To do this, we can use the definition of conditional probability:

P(A | B) = P(A ∩ B) / P(B)

Since the intersection of A and B is a subset of B, A ∩ B ⊆ B. This implies that P(A ∩ B) ≤ P(B). Moreover, since B is non-empty, P(B) > 0.

Therefore, P(A | B) = P(A ∩ B) / P(B) ≤ P(B) / P(B) = 1.

We also know that P(A | B) ≥ 0, as probabilities are non-negative. Hence, 0 ≤ P(A | B) ≤ 1.

To determine the specific value of P(A | B), we need to show that P(A | B) is equal to 1/|Ω|. We can do this by demonstrating that P(A | B) = 1/|Ω| satisfies the conditions of a probability measure: 0 ≤ P(A | B) ≤ 1 and ∑ P(A | B) = 1, where the sum is taken over all events A in Ω.

To satisfy the first condition 0 ≤ P(A | B) ≤ 1, we have already shown that P(A | B) is non-negative and less than or equal to 1.

To satisfy the second condition ∑ P(A | B) = 1, we need to show that the sum of all the conditional probabilities is equal to 1. This can be done by summing P(A | B) over all possible events A in Ω, given that B has occurred.

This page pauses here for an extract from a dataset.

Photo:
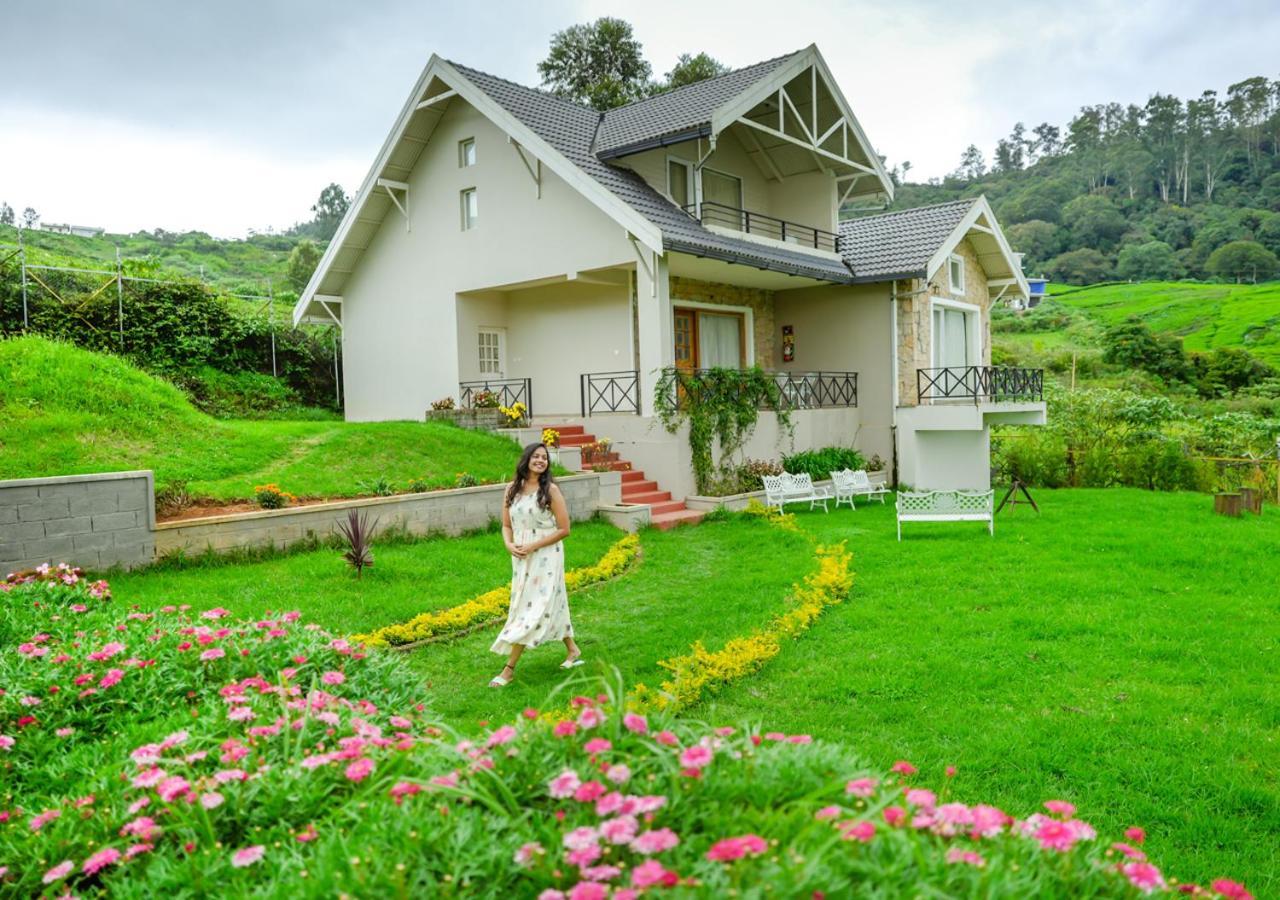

Since there are |Ω| events in Ω, we can write:

∑ P(A | B) = ∑ (1/|Ω|) = (1/|Ω|) ∑ 1 = (1/|Ω|) × |Ω| = 1

Thus, we have shown that for every event A in Ω, P(A | B) = 1/|Ω|, satisfying the conditions for a probability measure.

Therefore, the conditional probability law on Ω, given that B occurred, is indeed discrete uniform, with each event having an equal probability of occurring, which is 1/|Ω|.